Global markets reacted accordingly. With the world’s biggest economy starting  the year with a calamity of this size, the rest of the world followed suit.


One Week, Two Circuit Breakers for Chinese Shares

The 4th trading day of the year saw history repeat when the Chinese markets were suspended once again. However, this time the effects were much more significant.

The total decline of the CSI 300, a tracker for the Shanghai and Shenzhen exchanges, tallied at 12% since year-start. The rest of the world was also much more greatly affected with the Hang Seng falling by 3.1% and the Nikkei by 2.3%.

Oil prices finally succumbed to the pressure of the Chinese economy and fell to less than $33 per barrel, losing their earlier gains, further dragging down the global economy and worsening fears. This is the lowest they have been in 12 years.

Even though the political turmoil in the Middle East threatens to shorten the oil supply, the fact that China, with its unstable economy, is one of the key buyers of crude oil is enough to push the price down.

The three key reasons that led to the first trade suspension were also part of the second one. Additional factors this time included the more recent release of the growth of China’s services sector showing them at their weakest in over a year, along with the rapid devaluation of the currency.

The Chinese Yuan dropped almost 6% in value against the US Dollar since last year’s August.


Government Should Play a Passive Role, Say Experts 

Another thing common to many dire times in the history of China’s economy is that its government tends to get involved in the affair.

After last year’s stock market crash, the government intervened by injecting millions of dollars into the economy, banning sales of Chinese shares from majority shareholders, and planning a circuit breaker mechanism.

This time as well, the government plans to put new rules in place aimed at helping the economy. This is despite the fact that some experts are of a different opinion. After the second suspension, it announced a new rule that will be effective immediately to greatly limit the sale of Chinese shares.

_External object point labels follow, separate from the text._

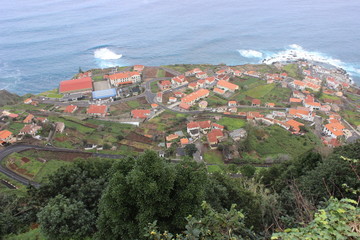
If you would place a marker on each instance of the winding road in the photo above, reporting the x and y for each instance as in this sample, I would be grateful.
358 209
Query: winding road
22 147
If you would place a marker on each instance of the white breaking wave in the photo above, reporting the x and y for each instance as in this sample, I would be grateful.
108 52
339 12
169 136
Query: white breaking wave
106 54
296 52
250 53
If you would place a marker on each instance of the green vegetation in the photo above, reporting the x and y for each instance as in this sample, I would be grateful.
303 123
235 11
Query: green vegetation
232 123
154 87
51 94
213 157
353 117
160 73
275 140
34 234
293 71
214 100
327 96
260 91
15 127
133 104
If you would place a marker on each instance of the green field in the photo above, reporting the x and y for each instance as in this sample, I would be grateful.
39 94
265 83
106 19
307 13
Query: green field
52 94
260 91
326 96
154 87
160 73
215 101
72 123
34 234
213 157
275 140
353 117
15 127
292 70
232 123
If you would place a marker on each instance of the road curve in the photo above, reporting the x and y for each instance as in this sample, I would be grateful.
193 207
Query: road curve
21 147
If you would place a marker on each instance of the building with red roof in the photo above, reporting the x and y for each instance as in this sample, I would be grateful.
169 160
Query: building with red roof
213 137
97 110
256 102
29 118
195 96
334 129
184 106
294 126
139 68
5 136
164 85
124 78
232 103
219 91
227 86
70 109
80 85
140 113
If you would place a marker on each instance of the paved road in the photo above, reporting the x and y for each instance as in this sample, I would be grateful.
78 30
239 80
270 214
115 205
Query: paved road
18 148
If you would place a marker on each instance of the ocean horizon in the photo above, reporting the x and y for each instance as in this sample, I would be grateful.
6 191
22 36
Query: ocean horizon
43 43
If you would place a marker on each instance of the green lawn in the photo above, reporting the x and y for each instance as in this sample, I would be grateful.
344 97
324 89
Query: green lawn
51 94
154 87
15 127
213 157
353 117
133 104
326 96
34 234
49 168
292 70
215 101
232 123
160 73
72 123
260 91
275 140
214 168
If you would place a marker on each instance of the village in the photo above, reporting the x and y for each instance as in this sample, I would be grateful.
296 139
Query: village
199 111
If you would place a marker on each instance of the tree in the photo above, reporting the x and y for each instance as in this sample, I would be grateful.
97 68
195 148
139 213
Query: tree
339 220
63 218
153 189
248 170
190 149
228 224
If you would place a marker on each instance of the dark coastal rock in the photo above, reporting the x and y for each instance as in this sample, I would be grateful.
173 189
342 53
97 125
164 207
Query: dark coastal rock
7 98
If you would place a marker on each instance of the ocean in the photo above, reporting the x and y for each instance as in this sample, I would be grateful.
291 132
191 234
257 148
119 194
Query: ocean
45 42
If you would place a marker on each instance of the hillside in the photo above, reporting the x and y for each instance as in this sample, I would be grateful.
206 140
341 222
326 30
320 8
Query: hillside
7 98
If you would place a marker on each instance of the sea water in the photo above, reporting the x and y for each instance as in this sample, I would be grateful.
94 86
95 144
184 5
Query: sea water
45 42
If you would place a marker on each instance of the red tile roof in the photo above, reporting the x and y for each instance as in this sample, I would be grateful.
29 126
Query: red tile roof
140 113
122 75
335 128
97 109
218 90
195 95
70 109
256 101
225 84
75 85
5 134
184 106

Major shareholders (those with more than 5% in any one company) are now able to sell off a maximum of 1% of their holdings in any three-month period. In addition, such investors are now required to disclose their intentions 15 days in advance. They will also be removing the circuit breaker mechanism installed just this Monday.

Many experts have spoken up against the government for being so actively involved, saying that circuit breakers only fueled more worry. Some are saying that a recession in China, caused at least in part by government intervention, is certain.